Corresponding author: Basavraj S Nagoba, PhD, Assistant Dean, Professor, Department of Microbiology, Maharashtra Institute of Medical Sciences and Research (Medical College), Vishwanathpuram, Ambajogai Road, Latur 413531, Maharashtra, India. dr_bsnagoba@yahoo.com
Received: December 30, 2025 Revised: February 11, 2026 Accepted: April 7, 2026 Published online: May 15, 2026 Processing time: 133 Days and 3.2 Hours
Abstract
The interaction between Helicobacter pylori (H. pylori) infection and diabetes mellitus has attracted increasing scientific attention over the past two decades, yet experimental evidence rigorously delineating causality and long-term organ-specific pathology has remained scarce. The study critically appraised herein addresses this important gap using a streptozotocin (STZ)-induced diabetic mouse model chronically infected with H. pylori and followed for 13 months. While this model yields valuable longitudinal insight into the infection-metabolism interface, the STZ-induced paradigm predominantly reflects insulin-deficiency-driven hyperglycemia rather than the insulin resistance-dominated pathophysiology characteristic of human type 2 diabetes mellitus; translational interpretation therefore warrants appropriate caution. By integrating metabolic monitoring, systematic histopathology, apoptosis assessment, virulence factor detection, and gut microbiota profiling, the investigators provide compelling evidence that diabetes fundamentally alters host-pathogen dynamics. H. pylori colonization is substantially prolonged, gastric inflammation progresses toward irreversibility, and progressive injury extends to the pancreas, liver, and kidneys, even as bacterial burden and hyperglycemia exhibit partial improvement over time. This article critically appraises the mechanistic plausibility, diagnostic relevance, and translational implications of these findings within the evolving framework of infection-driven metabolic and systemic disease. Current advances, controversies in the field, the authors’ perspectives, and priority directions for future research are also discussed.
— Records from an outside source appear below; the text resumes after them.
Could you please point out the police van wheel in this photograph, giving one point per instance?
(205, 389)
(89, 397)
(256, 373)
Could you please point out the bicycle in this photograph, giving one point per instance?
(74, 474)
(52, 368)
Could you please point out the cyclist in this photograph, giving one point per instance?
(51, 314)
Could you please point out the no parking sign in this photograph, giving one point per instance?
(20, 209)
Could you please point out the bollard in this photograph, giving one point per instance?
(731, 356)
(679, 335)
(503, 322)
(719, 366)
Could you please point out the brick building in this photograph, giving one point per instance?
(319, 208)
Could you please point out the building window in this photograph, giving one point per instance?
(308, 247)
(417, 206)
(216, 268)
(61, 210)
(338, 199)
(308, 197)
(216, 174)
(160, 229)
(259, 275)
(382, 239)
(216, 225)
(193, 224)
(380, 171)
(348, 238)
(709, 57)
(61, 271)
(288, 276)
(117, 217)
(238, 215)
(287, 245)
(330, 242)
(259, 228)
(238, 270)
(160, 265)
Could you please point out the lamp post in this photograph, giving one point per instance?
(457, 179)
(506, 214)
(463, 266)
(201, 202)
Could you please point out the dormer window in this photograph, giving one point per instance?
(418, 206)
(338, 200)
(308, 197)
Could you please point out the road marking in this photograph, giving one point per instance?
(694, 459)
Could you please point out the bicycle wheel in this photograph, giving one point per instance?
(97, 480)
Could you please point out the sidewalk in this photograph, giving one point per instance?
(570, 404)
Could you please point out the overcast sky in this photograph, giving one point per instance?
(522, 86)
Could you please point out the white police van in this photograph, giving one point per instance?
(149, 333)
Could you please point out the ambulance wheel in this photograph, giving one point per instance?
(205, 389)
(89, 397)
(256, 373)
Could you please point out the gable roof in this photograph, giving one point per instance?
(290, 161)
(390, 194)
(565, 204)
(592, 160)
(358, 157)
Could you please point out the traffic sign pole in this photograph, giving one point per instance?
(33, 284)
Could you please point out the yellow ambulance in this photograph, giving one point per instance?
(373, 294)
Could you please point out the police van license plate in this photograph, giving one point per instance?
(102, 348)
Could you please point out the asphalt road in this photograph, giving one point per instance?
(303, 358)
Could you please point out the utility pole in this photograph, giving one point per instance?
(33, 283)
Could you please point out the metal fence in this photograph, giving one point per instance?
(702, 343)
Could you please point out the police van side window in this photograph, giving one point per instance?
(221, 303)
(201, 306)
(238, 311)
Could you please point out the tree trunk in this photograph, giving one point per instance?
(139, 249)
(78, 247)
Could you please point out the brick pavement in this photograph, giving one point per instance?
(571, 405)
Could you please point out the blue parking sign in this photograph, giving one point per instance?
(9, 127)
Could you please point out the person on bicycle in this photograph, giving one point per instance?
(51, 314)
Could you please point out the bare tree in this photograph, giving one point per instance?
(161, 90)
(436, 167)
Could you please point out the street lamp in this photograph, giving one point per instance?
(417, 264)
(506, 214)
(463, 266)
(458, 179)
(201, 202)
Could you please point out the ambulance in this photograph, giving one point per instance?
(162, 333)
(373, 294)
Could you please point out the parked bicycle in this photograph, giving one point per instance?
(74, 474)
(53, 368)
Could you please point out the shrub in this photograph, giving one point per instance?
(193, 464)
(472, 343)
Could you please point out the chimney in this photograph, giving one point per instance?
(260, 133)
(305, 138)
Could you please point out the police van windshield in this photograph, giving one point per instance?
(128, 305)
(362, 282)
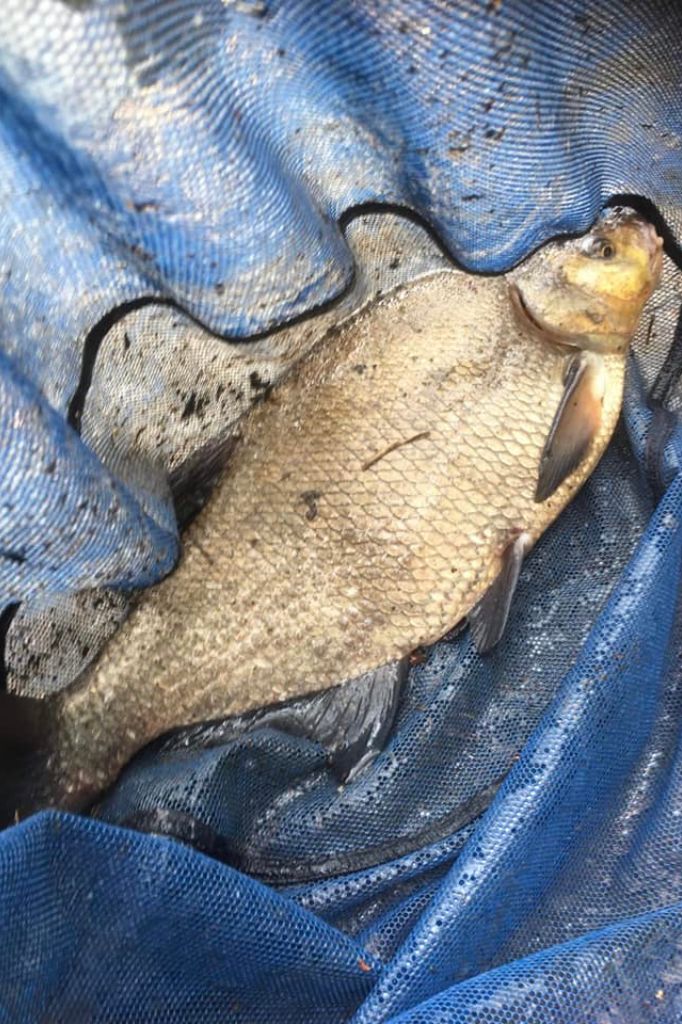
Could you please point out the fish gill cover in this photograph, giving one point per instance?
(172, 172)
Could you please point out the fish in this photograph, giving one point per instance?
(389, 487)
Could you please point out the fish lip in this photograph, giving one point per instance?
(537, 327)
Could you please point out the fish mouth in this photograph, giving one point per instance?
(537, 327)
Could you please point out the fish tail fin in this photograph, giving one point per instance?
(25, 756)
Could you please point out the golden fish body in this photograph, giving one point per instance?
(365, 512)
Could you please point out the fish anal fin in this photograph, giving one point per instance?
(576, 423)
(488, 619)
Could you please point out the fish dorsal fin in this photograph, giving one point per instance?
(488, 619)
(576, 422)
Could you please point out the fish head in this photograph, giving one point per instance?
(590, 292)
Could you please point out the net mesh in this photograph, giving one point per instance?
(181, 181)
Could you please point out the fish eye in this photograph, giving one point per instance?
(599, 248)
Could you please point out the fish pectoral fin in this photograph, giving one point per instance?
(576, 423)
(488, 619)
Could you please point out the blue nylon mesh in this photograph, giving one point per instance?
(202, 152)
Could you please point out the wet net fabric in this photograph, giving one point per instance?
(180, 182)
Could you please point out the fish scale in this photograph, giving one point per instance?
(386, 489)
(271, 599)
Core Tip: This long-term experimental study demonstrates that diabetes transforms Helicobacter pylori infection from a largely gastric disease into a systemic pathological modifier. Prolonged colonization, persistent inflammation, extra-gastric dissemination of virulence factors, and compounded disruption of gut microbiota collectively drive irreversible multiorgan injury, even after partial improvement in bacterial load and glycemic status. These findings carry important implications for infection screening, eradication timing, and organ surveillance in diabetic patients, and open novel avenues for therapeutic intervention targeting the inflammation-microbiota-metabolic axis.